Seria possível dizer então, que esta história é uma inversão do mito da queda, mas ela não o é. Não é o negativo da bíblia. Se por um lado, não é uma queda do estado imortal causada pela infração de uma regra criada pela autoridade maior, não é também, pelo contrário, um retorno ao paraíso. É sim uma passagem de um universo estático a um mundo dinâmico como na Bíblia. Mas é mais que isso, é uma ascensão. Através de uma belíssima fábula, tipos tornam-se personagens, uma série de televisão torna-se uma cidade viva, escapa à representação de um ideal artificial e se torna uma realidade que engloba o sonho e o desejo, o medo e a dor. É uma repetição do mito edênico, não simplesmente invertida, mas com a conquista da árvore da vida. Os personagens do filme, tanto os habitantes do seriado como os invasores, mensageiros da palavra divina, tornam-se como o criador, tornam-se reais, tornam-se vivos, tornam-se livres.

Tuesday, October 26, 2004

De vita in nigro albaque II

O mundo estático de Pleasantivile é o mundo do trabalho desnecessário, da prática recorrente e impensada, o mundo onde as pessoas repetem todos os dias os mesmos movimentos, sem saber o porque, um mundo sem arte, um mundo onde tudo é previsível e calculado. Se os Estados Unidos da América dos dias de hoje tem um sonho, este é o lugar: Pleasantivile. Onde há ordem e previsibilidade, onde não há conflitos e toda a sociedade, de maneira organizada, funciona e nada mais. A fala de David para o dono da lanchonete simboliza esta necessidade:
“- Você tem de fazer este o que esperam de você!
- Por Que?
- Porque as pessoas precisam comer hambúrgueres.”

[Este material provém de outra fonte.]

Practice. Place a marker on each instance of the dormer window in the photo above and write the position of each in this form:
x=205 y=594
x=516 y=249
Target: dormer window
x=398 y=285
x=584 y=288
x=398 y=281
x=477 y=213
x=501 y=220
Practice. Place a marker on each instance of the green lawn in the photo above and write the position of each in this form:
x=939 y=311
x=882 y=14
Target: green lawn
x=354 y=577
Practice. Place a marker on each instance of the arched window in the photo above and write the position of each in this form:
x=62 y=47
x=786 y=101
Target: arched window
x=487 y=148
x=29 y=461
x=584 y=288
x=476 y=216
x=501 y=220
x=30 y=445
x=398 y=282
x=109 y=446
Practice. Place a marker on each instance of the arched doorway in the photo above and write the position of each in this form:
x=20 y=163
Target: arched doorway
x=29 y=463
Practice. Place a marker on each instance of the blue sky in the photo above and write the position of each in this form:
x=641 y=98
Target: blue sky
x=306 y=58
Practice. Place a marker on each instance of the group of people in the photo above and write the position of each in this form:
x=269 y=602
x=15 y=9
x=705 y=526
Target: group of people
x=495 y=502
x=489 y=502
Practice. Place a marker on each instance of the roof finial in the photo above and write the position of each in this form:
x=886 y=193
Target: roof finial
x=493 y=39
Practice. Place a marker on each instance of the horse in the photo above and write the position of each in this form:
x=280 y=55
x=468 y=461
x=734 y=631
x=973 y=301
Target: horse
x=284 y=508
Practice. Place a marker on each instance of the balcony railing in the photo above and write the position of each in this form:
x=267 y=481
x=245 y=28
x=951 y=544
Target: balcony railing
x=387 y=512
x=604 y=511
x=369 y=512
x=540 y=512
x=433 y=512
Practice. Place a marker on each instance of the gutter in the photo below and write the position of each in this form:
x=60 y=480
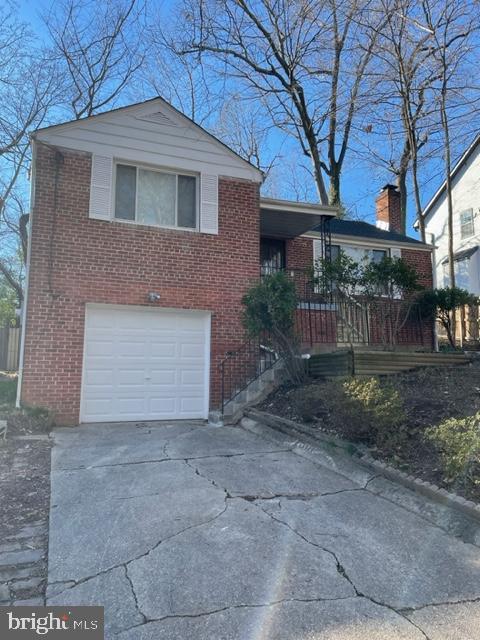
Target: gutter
x=27 y=278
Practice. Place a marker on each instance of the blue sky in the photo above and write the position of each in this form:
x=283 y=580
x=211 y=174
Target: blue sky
x=361 y=179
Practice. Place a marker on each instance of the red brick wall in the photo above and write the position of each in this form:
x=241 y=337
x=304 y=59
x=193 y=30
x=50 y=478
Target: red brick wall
x=388 y=208
x=421 y=261
x=75 y=260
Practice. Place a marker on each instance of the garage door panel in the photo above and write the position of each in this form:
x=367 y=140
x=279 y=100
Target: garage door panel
x=98 y=407
x=99 y=377
x=144 y=365
x=162 y=406
x=192 y=350
x=131 y=405
x=163 y=349
x=159 y=377
x=99 y=347
x=130 y=377
x=190 y=404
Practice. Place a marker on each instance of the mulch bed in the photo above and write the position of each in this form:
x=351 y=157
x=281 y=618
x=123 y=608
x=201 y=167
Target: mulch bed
x=430 y=396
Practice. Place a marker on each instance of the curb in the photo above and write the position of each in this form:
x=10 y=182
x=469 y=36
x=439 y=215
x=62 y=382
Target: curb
x=411 y=482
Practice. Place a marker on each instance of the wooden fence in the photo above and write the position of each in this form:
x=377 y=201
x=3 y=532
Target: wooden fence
x=9 y=348
x=467 y=326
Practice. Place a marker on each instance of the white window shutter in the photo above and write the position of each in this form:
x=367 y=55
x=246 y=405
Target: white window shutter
x=395 y=253
x=101 y=188
x=208 y=203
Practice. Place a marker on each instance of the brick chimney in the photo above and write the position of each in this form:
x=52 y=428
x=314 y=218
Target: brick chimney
x=388 y=209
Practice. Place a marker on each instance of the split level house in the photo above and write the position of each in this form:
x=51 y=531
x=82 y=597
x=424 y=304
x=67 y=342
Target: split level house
x=466 y=224
x=145 y=233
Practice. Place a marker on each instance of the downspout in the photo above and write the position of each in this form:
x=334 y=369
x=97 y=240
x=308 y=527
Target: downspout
x=27 y=277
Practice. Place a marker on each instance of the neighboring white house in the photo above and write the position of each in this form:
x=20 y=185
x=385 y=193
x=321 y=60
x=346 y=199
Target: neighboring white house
x=466 y=223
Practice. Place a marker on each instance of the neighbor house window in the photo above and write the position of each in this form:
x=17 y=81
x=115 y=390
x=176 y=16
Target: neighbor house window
x=377 y=255
x=333 y=252
x=155 y=197
x=466 y=223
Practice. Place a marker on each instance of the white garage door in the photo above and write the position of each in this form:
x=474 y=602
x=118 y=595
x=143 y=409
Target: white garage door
x=145 y=364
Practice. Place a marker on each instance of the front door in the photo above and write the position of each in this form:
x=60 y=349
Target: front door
x=272 y=255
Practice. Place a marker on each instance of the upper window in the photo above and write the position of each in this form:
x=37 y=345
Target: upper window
x=155 y=197
x=466 y=223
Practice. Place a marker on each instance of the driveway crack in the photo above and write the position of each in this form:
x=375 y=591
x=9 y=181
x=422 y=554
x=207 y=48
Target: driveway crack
x=137 y=607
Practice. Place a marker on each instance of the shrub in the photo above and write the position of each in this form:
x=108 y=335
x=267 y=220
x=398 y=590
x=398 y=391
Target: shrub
x=8 y=391
x=442 y=303
x=269 y=313
x=382 y=407
x=359 y=409
x=458 y=441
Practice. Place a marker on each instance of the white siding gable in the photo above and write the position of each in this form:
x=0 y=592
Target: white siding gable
x=466 y=195
x=151 y=133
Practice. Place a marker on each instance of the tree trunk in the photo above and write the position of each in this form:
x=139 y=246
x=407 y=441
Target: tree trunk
x=402 y=188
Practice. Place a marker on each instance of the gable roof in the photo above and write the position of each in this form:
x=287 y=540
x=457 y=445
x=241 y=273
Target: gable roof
x=462 y=255
x=458 y=166
x=360 y=229
x=145 y=110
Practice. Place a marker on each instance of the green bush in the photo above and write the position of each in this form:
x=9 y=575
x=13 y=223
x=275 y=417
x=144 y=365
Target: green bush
x=8 y=391
x=382 y=408
x=458 y=441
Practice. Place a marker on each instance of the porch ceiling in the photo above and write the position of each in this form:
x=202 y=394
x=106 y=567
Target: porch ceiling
x=285 y=219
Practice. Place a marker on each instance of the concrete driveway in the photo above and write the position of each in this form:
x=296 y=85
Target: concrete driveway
x=189 y=531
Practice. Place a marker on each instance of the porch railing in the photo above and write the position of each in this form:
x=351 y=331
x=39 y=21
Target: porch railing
x=243 y=366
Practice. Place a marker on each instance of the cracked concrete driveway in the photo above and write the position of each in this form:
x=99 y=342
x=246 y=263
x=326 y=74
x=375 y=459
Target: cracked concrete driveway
x=188 y=531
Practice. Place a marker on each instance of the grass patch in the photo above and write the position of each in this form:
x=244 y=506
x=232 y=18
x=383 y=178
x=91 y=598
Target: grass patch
x=8 y=392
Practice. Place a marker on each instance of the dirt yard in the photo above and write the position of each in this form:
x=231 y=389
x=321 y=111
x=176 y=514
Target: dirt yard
x=24 y=502
x=429 y=396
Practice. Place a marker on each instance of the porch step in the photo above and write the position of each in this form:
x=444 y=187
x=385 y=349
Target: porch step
x=254 y=392
x=370 y=363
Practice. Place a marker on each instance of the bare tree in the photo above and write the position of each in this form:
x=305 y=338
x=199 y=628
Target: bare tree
x=28 y=89
x=99 y=48
x=306 y=59
x=403 y=51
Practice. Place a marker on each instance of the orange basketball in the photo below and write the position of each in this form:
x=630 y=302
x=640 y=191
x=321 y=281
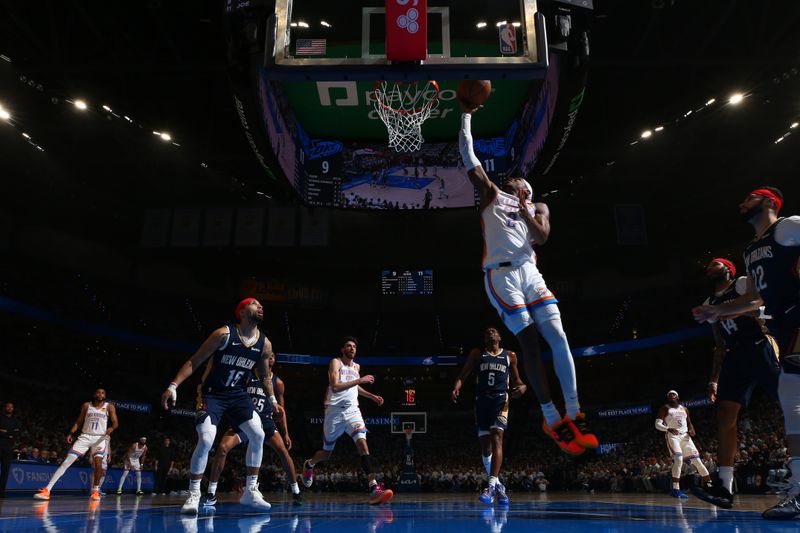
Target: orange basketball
x=474 y=92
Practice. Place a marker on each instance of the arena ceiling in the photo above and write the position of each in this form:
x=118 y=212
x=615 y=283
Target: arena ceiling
x=164 y=64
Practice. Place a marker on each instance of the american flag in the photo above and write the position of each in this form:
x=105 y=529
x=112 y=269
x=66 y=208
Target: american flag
x=308 y=47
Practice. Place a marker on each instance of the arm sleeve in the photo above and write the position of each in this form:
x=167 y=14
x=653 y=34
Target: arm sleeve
x=788 y=231
x=465 y=143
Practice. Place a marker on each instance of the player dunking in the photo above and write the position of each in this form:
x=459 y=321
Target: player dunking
x=343 y=415
x=232 y=438
x=673 y=419
x=744 y=356
x=511 y=224
x=134 y=460
x=772 y=259
x=496 y=366
x=93 y=420
x=232 y=352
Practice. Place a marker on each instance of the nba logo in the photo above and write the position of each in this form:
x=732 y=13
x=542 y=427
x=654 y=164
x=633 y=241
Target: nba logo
x=508 y=39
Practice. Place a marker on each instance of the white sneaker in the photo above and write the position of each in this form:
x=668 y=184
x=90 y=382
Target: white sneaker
x=253 y=498
x=192 y=503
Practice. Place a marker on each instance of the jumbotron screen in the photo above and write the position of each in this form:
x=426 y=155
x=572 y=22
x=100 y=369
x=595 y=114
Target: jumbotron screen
x=407 y=282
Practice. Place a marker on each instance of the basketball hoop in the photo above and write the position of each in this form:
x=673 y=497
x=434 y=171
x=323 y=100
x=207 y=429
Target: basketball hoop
x=403 y=107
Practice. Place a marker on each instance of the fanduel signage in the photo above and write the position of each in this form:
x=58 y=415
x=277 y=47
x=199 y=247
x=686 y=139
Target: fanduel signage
x=626 y=411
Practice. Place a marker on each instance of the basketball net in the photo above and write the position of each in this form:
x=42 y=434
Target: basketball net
x=403 y=107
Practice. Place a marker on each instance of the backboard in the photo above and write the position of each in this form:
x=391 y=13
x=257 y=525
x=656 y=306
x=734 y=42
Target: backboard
x=417 y=422
x=314 y=40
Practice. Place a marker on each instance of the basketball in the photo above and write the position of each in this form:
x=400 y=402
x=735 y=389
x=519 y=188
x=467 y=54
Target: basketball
x=474 y=92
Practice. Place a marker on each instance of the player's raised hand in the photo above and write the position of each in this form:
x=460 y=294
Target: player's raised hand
x=705 y=313
x=170 y=396
x=454 y=395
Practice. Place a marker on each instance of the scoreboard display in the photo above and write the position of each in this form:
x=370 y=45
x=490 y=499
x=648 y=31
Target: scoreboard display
x=407 y=282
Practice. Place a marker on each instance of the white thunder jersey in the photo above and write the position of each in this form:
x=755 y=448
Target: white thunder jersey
x=676 y=419
x=506 y=238
x=137 y=452
x=96 y=421
x=348 y=397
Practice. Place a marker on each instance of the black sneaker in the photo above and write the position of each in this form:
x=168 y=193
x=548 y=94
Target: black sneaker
x=209 y=500
x=788 y=509
x=298 y=499
x=714 y=495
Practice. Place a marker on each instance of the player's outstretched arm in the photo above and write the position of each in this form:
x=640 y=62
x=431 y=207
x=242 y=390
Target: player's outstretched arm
x=518 y=388
x=78 y=422
x=265 y=374
x=746 y=303
x=206 y=350
x=487 y=191
x=466 y=370
x=112 y=415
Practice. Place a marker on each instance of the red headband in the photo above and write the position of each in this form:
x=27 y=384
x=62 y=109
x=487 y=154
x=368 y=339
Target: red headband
x=766 y=193
x=241 y=306
x=729 y=265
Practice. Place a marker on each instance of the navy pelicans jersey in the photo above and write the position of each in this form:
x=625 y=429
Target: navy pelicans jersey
x=261 y=403
x=774 y=269
x=230 y=367
x=743 y=328
x=493 y=374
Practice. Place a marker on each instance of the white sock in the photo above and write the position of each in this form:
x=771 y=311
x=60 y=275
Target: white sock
x=726 y=477
x=794 y=467
x=551 y=414
x=572 y=406
x=487 y=464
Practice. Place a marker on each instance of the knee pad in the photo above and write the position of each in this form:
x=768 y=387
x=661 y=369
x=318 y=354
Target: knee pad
x=789 y=395
x=677 y=465
x=255 y=441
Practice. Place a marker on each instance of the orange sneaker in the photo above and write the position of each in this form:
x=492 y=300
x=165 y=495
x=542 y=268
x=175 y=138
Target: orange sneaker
x=583 y=435
x=563 y=435
x=380 y=495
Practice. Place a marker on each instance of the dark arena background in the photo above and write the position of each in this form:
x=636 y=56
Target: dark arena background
x=162 y=160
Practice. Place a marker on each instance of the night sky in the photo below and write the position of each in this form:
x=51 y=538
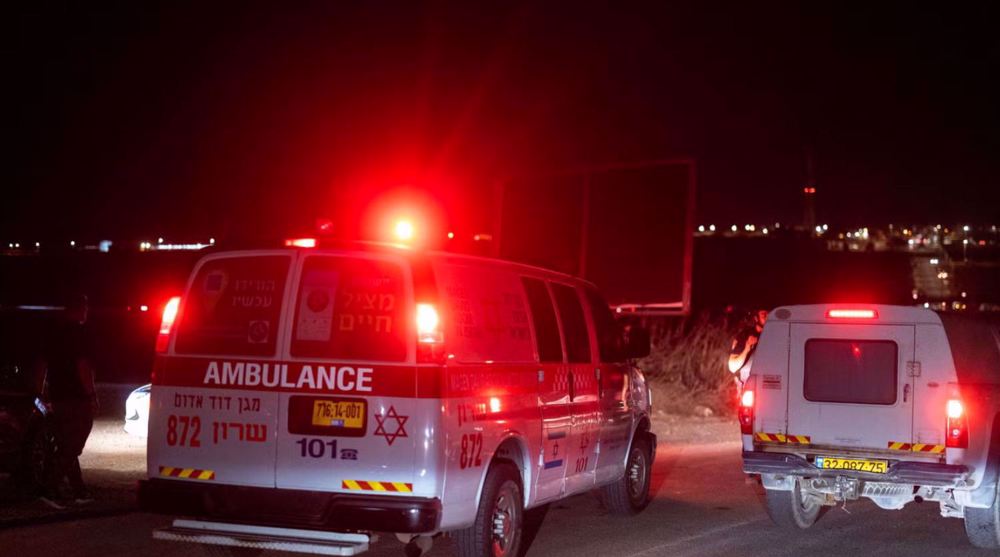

Para o personagem principal, David, Pleasantville é um lugar utópico. Não está em lugar algum e não está próximo de nada. Uma rua, se perseguida até o fim retorna ao começo. A cidade é um não-lugar. Não possui, também, passagem de tempo: a narrativa da história e os acontecimentos nunca ultrapassam os limites estabelecidos pelo tempo de meia hora de um episódio, e ao começo do próximo programa, tudo está como sempre deveria estar, como sempre esteve. Lá, não há mudanças. Com a interferência dos dois personagens principais, David e Jeniffer, irmãos, Pleasentvile irrompe em brigas e discussões, preconceito e ódio, sexo e amor; perde o seu estado de idealização para tornar-se uma cidade com realidade própria. A cidade torna-se colorida, uma vez que, ante os homens e mulheres cinza, a cor é como uma espécie de agente corruptor e, ao mesmo tempo, estigma daqueles que se não agem mais de acordo com o que o resto da cidade espera.
O filme lida com o mito hebraico-cristão da Queda. A humanidade deixa o estado permanente e imutável ao entrar em contato com elementos misteriosos e proibidos pela autoridade; perde a felicidade e conhece o sofrimento. Mas o filme também é uma narrativa que se insere perfeitamente na tradição das viagens às terras do sonho, e segue suas regras: as viagens são permitidas apenas àqueles que merecem, que são puros e intocados. Desafios devem ser enfrentados, e mudanças devem acontecer nos personagens ou na terra visitada antes que os protagonistas possam retornar à normalidade. Dessa forma, David consegue ir para Pleasantvile por ser o único merecedor. O prêmio então é a oportunidade de participar deste paraíso imaculado, que não podia estar senão numa televisão. Jenniffer infiltra-se por acaso, o que também é comum nas narrativas de viagens ao desconhecido. Juntos eles se transformam e transformam Pleasantvile.
Para a religião cristã e para o judaísmo, o pecado dos dois primeiros seres humanos é terem aberto tanto o livro do conhecimento como o livro da vida. Vários elementos da história da queda de Adão e Eva estão presentes neste filme, mas com sua função invertida. David é um escapista, um desajustado, com poucos amigos e que mergulha profundamente no mundo da fantasia para fugir de sua incapacidade de se relacionar com outros seres humanos. Ele é o escolhido para viver uma semana em Plesantvile porque aquela cidade pacata sem conflitos e sem dor era o que ele buscava em sua mediocridade. A maçã e a moça chamada Eva mostram para David, não o pecado e a perdição, mas o caminho para a vida fora da sala de estar e longe da tv. O protagonista torna-se colorido ao entender o valor do desejo, ao ganhar coragem para viver. O exato oposto de sua irmã, que para tornar-se completa aprende o sabor da leitura, da descoberta e do aprendizado, Jeniffer como a Eva no paraíso prova da árvore do conhecimento, e ganha com isso algo muito valioso: sua própria emancipação.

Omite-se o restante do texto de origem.